Мальчик
Шрифт:
Я вполне сознаю, что выполняю лишь техническую роль в рассказе об этом несчастье, таком немыслимом, что любая попытка найти ему определение окажется тщетной. Поэтому меня чем-то и смущали – затрудняюсь сформулировать, чем именно, – предыдущие страницы. Может, я чувствовал неуверенность в себе или сомнения морального свойства, не знаю. Если бы эта история была чистым вымыслом, плодом бойкой фантазии человека, который меня пишет, как бы ни старался он в полной мере использовать при этом свой собственный жизненный опыт, я бы и дальше продолжал служить ему без малейших угрызений совести; но беда в том, что мне придется постоянно включать в себя реальные свидетельства сильнейшего эмоционального накала, поскольку большая часть истории, которую я должен здесь изложить, произошла на самом деле, а потому существует, на мой взгляд, немалый риск впасть в излишнюю сентиментальность
Я считаю себя не более чем скромным текстом, разделенным на главки-эпизоды и составленным из слов, которые соединены между собой таким образом, чтобы придать целому нужный смысл. И я даже лишен возможности сослаться в свое оправдание на особенности авторского стиля. Потому что вы не найдете здесь ни смелых сравнений, ни блестящих метафор, ни россыпи других ярких художественных средств, но я не отношу себя и к числу текстов – или мне так только кажется, – которые ставят перед собой чисто функциональные (информативные) цели и потому изготавливаются на скорую руку. Самое главное для меня – быть достоверным и ничем не обидеть людей, столько страдавших и, наверное, до сих пор продолжающих страдать, если кто-то из них еще жив, ведь с момента той трагедии прошло уже больше сорока лет.

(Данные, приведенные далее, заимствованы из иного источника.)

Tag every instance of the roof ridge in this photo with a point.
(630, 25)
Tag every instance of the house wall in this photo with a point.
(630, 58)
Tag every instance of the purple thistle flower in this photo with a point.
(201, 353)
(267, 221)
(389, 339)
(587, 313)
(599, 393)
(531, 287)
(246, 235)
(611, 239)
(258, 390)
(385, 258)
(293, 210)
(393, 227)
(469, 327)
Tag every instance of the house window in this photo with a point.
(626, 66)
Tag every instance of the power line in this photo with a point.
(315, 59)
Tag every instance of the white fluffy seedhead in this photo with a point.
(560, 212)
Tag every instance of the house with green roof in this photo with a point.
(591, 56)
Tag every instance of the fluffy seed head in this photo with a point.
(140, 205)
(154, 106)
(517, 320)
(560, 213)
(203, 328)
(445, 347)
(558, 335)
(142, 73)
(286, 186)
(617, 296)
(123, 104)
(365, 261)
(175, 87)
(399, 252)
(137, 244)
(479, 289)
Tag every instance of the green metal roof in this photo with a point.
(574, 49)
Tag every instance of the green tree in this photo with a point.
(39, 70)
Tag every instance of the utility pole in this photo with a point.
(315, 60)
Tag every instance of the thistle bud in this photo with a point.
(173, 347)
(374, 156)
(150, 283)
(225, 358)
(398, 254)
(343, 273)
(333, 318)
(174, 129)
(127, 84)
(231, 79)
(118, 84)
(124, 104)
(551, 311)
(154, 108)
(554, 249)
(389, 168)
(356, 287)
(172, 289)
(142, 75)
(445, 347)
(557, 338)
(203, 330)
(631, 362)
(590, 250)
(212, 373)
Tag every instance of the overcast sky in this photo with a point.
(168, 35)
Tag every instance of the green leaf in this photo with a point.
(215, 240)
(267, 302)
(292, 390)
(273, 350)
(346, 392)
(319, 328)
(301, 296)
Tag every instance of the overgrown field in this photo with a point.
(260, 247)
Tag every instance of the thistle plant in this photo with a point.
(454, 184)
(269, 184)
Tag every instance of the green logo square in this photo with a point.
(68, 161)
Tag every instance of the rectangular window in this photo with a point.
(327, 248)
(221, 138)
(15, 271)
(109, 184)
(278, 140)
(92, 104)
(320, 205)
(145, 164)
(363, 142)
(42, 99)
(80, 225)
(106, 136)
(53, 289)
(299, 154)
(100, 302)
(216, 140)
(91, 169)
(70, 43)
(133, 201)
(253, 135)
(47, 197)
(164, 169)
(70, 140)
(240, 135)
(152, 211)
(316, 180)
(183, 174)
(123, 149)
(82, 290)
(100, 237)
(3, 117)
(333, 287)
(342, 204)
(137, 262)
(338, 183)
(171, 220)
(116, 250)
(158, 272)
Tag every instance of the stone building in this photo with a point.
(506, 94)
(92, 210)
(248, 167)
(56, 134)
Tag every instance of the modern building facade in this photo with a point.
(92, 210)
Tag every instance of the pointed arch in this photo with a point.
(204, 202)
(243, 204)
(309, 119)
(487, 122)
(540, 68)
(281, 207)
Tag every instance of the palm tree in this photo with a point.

Но пусть никто не ставит знак равенства между мной, то есть текстом, и тем, о чем я рассказываю, вернее, между мною и тем, о чем автор, пишущий меня, желает, чтобы я рассказал. Меньше всего я хочу выдать чужое горе за мое собственное или подменить его собой, отодвинув на обочину. «Страдать глупо», – утверждал Чезаре Павезе во вступлении к своему дневнику. Но, насколько я могу судить, утверждать нечто подобное имеет право лишь человек, и сам много страдавший. Сомневаюсь, что мне будет по силам хотя бы приблизиться к правдивому и достоверному воссозданию того, что испытывает человек, потерявший своего ребенка, но я обязан попытаться сделать это, взяв на себя роль посредника, летописца или просто толкователя чужой жизни.
Еще только вчера мать и отец целовали сына, разговаривали с ним, вели куда-то за руку, а сегодня их дитя, в котором таилось безграничное будущее, лежит в больничном морге, лишенное жизни, мертвое, необратимо и навсегда мертвое. Пройдет несколько часов, начнется естественный и неизбежный процесс разложения, и вскоре этот ребенок превратится для них всего лишь в образ, с болью воскрешаемый памятью; останется несколько фотографий – ты помнишь? – а еще останется имя, которое произносят в скорбном одиночестве, имя, которое выбито на плите, имя, которое станут безжалостно стирать непогода и время.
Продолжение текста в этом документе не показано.